Een eerste kennismaking
Willem Barnard schreef ‘Een dubbellied van veertig regels’ voor de Stille Week om in vijf dagen (voor elke dag twee keer acht regels) stap voor stap de karakteriserende schriftteksten van elke zondag in de veertigdagentijd in herinnering te roepen. Op maandag komt dan de eerste zondag aan de orde, op dinsdag de tweede, enzovoort. Het lied ‘Mijn ogen zijn gevestigd’ is het derde deel en verwijst dus naar de derde zondag, ‘Oculi’, met als antifoontekst: Psalm 25,15-16: ‘Ik houd mijn oog gericht op de Heer, hij bevrijdt mijn voeten uit het net. Keer u tot mij en wees mij genadig, ik ben alleen en ellendig.’ De tekst van het lied is een bewerking van deze antifoon; Psalm 25,15 is in strofe 1 herkenbaar, 25,16 in strofe 2.

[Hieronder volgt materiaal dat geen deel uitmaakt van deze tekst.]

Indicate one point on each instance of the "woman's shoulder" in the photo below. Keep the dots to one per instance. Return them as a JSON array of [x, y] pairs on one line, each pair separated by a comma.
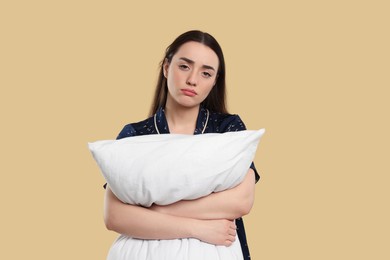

Het veel voorkomende metrische schema biedt een ruime keuze aan geschikte melodieën. Voor het Liedboek is gekozen voor de melodie van Psalm 130, zoals ook in de bundels Zingend Geloven 1 en Tussentijds was gedaan. De tekst wordt ook wel gezongen op de melodie van O Haupt voll Blut und Wunden (Liedboek 576).
Auteur: Pieter Endedijk
Willem Barnard | ||
Straatsburg 1539/Genève 1542/1551 | ||
Psalm 130 |
Tekst
Deze toelichting bij de liedtekst is overgenomen uit ‘Commentaar bij Zingend Geloven 1’ en wordt tijdelijk op deze site geplaatst. Deze tekst wordt vervangen als er een definitieve toelichting beschikbaar is. De toelichting bij de melodie is nieuw geschreven voor dit compendium.
Dit is een onderdeel van ‘Een dubbel-lied van veertig regels’, namelijk het derde deel, bedoeld voor de woensdag van de Stille Week. De opzet was, om in vijf dagen van die Stille of Goede Week nog eens trede voor trede na te gaan wat in de voorgaande weken aan de orde werd gesteld. Zo komt in het eerste deel, voor de maandag, nog eens ter sprake wat op zondag Invocabit ons werd voorgehouden. En op de woensdag, dus in het nu gezongen liedgedeelte, kwam de woordkeus van zondag Oculi weer terug: ‘Mijn ogen zijn gevestigd...’ (zie Psalm 25,15).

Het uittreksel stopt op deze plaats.